Wiseway owns 51% of Four Seasons Cargo Pty Ltd.
Who owns the other 49%, where are they based, and are they financially sound and accountable ?
Four seasons is a cargo sales agent, so the 51% acquisition would seem to be a good business move.
Also, as at 30th June, Wiseway had not entered into a deed of cross guarantee.
Have they entered into the deed since then ?
Because if not, then this effectively means that the company cannot be viewed as one (1) company, but only as a series of subsidiaries, which provides far less guarantee for creditors and shareholders.
You can read this on the 2018 annual report, and then read all about cross guarantee on the ASIC web site.

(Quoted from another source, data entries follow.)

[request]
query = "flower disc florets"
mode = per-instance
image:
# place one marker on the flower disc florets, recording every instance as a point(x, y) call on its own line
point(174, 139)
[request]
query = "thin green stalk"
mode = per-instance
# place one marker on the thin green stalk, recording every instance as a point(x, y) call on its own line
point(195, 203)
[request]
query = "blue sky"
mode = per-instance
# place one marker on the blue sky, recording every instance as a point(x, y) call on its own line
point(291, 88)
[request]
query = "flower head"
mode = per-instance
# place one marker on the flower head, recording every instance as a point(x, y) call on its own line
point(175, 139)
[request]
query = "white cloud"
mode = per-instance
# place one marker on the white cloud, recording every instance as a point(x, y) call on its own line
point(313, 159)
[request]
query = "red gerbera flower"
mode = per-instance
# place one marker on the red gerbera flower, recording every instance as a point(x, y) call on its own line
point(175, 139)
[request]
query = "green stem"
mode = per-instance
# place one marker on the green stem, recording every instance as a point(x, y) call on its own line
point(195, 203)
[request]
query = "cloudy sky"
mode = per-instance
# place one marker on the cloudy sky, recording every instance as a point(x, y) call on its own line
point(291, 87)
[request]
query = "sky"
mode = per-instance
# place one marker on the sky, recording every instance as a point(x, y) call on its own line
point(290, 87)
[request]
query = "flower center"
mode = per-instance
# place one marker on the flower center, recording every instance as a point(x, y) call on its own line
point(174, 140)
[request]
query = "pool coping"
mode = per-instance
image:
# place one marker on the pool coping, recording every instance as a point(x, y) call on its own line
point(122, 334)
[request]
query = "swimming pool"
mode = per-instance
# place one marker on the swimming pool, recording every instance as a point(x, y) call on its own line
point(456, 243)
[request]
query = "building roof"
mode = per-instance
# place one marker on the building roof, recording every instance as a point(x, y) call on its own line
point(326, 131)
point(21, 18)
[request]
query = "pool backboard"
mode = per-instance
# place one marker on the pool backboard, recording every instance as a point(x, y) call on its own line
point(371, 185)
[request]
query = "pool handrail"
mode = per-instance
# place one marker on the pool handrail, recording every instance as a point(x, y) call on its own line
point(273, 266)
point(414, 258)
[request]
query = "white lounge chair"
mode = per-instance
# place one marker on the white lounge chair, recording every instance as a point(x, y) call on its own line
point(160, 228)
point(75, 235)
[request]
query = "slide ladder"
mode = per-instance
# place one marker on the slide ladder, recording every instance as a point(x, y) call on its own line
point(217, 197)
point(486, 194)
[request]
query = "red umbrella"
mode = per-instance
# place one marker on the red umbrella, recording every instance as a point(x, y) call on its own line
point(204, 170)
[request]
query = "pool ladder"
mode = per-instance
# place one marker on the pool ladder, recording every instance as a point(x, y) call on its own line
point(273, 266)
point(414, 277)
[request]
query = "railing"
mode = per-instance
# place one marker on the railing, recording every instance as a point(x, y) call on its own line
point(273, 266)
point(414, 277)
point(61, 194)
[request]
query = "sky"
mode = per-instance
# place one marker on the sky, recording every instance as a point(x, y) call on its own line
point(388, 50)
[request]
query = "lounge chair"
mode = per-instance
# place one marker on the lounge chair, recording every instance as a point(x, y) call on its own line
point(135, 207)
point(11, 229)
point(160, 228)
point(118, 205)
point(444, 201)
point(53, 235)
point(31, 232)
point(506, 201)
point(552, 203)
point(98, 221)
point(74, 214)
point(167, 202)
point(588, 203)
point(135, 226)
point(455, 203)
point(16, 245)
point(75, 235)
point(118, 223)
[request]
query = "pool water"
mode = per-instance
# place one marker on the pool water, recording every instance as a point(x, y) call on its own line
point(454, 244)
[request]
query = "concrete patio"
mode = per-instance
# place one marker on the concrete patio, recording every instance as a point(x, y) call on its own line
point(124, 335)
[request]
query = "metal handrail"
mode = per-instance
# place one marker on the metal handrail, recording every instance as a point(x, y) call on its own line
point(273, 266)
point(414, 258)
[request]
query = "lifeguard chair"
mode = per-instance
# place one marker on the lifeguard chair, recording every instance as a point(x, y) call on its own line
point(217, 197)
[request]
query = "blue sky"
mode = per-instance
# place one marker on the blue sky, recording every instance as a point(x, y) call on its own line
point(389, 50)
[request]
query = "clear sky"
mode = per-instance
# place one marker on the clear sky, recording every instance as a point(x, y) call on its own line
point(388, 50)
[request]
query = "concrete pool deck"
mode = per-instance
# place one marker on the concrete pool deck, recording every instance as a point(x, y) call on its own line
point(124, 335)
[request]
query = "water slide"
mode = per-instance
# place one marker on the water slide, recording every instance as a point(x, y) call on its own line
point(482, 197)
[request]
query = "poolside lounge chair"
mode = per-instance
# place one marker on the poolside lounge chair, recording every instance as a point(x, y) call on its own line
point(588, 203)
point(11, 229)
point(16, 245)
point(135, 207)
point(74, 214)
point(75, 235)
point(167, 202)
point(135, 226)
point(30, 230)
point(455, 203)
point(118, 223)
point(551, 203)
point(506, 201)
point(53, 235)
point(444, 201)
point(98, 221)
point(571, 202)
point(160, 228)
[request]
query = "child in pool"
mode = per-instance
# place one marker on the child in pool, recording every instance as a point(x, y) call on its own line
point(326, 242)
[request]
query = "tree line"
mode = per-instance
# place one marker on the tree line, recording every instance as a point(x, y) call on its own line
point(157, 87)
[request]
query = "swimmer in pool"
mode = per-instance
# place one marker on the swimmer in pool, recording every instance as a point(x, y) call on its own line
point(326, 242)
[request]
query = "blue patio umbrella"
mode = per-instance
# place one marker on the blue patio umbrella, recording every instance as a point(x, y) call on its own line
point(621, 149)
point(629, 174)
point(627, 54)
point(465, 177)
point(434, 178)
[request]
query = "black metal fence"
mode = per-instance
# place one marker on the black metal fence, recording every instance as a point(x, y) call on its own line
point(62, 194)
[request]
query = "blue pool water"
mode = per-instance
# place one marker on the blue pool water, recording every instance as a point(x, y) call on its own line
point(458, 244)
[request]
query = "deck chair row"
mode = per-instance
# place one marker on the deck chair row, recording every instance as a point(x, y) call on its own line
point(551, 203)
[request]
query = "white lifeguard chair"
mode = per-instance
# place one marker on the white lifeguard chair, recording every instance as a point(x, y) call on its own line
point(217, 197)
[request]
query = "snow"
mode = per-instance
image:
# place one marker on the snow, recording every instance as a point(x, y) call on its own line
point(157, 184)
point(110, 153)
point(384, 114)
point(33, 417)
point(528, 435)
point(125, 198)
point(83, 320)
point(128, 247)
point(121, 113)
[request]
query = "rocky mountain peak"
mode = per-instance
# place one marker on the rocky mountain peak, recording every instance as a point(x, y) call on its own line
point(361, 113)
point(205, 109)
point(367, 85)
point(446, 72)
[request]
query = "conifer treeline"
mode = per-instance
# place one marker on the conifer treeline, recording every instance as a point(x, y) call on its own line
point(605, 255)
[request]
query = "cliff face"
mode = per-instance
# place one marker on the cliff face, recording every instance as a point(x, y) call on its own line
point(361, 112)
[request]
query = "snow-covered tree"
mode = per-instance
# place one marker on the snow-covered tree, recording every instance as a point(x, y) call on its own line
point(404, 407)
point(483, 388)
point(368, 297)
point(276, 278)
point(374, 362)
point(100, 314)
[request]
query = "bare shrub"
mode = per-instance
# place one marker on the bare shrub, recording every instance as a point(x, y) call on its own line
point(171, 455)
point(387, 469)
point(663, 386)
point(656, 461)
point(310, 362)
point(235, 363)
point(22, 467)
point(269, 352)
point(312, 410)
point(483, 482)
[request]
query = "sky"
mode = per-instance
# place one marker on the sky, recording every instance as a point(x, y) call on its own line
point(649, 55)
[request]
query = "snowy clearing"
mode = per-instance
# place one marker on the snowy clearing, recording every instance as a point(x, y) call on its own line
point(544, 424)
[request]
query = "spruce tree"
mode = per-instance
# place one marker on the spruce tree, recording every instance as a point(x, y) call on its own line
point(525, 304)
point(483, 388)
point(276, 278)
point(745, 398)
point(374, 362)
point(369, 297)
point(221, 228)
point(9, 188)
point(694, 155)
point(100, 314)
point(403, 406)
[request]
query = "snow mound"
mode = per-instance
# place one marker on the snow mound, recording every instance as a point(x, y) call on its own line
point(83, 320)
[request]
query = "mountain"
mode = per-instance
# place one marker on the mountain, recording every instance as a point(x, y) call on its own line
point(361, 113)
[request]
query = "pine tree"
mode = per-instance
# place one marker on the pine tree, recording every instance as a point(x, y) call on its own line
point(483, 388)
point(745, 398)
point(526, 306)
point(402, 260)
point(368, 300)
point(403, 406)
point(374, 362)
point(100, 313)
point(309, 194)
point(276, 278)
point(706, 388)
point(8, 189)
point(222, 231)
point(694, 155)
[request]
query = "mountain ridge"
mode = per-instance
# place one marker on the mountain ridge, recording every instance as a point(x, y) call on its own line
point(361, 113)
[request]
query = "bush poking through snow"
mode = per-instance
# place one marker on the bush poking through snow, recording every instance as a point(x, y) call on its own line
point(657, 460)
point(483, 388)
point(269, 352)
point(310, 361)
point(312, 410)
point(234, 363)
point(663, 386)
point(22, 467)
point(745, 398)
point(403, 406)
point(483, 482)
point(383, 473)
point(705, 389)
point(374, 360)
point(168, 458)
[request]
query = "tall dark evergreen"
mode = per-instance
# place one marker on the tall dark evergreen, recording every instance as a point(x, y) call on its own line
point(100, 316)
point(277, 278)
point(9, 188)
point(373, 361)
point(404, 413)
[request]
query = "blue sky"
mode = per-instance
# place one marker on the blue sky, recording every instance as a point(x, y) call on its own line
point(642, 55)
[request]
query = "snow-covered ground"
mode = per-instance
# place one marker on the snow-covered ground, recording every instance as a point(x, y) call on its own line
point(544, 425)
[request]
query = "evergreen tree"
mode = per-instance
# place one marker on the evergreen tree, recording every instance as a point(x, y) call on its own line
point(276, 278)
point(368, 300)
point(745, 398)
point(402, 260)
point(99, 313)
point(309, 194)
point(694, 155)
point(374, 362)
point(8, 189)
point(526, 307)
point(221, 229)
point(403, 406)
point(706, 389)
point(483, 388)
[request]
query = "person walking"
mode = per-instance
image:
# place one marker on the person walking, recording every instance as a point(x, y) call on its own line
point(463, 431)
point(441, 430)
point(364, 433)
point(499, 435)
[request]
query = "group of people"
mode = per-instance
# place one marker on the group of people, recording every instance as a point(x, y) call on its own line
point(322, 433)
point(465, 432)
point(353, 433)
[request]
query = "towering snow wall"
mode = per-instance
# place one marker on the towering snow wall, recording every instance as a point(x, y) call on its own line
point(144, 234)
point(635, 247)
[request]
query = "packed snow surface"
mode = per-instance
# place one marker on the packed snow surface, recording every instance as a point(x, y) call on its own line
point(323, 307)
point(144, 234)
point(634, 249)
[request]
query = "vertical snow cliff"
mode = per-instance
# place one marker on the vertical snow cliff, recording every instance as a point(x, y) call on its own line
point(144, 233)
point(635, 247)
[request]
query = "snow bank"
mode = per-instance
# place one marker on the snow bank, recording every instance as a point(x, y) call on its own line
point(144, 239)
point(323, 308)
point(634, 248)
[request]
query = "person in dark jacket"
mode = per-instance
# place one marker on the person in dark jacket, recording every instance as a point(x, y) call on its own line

Also, it looks like the company is going guarantee for a loan to RFT Investment Management Pty Ltd (Roger and Florence Tong) for $7.5 million dollars from Westpac.
It looks like Roger and Florence used the Westpac loan money to buy properties, which they then have Wiseway lease back from them.
So it looks like Wiseway (the company) may be being used as a guarantee for the personal company borrowings of RFT Investment, and then have Wiseway pay to lease the properties from RFT.
I note that this is not illegal and is done by other companies also.
But is this fully ethical ?
I suppose it depends on your own individual interpretation.
Personally, I would want to see my Wiseway shareholder funds being applied to purchase assets 100% owned by Wiseway, and not for paying back leases to private companies like RFT Investments (who acquired the assets by using Wiseway as a guarantor).
Do other jurisdictions permit this kind of circular ownership and leasing arrangements ?
However, to Wiseway's credit, all this information has been duly declared.
You can read about it on page 30 (and other pages) of the 2018 financial report.
You should read the annual financial reports closely, because there are some other interesting elements included in them.
Salaries and wages went up by over $1 million dollars from 2017 to 2018.
Contractor costs went up by over $2 million dollars from 2017 to 2018.
Increases in employee benefits more than doubled between 2017 to 2018.
These increases may be related to growth in the business, let's hope so.
In 2017 the loans to directors amounted to about $1 million dollars, but there doesn't seem to be any reported in the 2018 accounts, which is a good thing.
I do believe the company may have a good future, though I will not invest until I know that all properties and warehouses and other assets are all owned fully by the company itself, and that the company is not being used as guarantor by any of the directors.
(the following is copied from the 2018 financial report of Wiseway).
And as usual, as they all say, invest at your own risk, and do your own (thorough) research.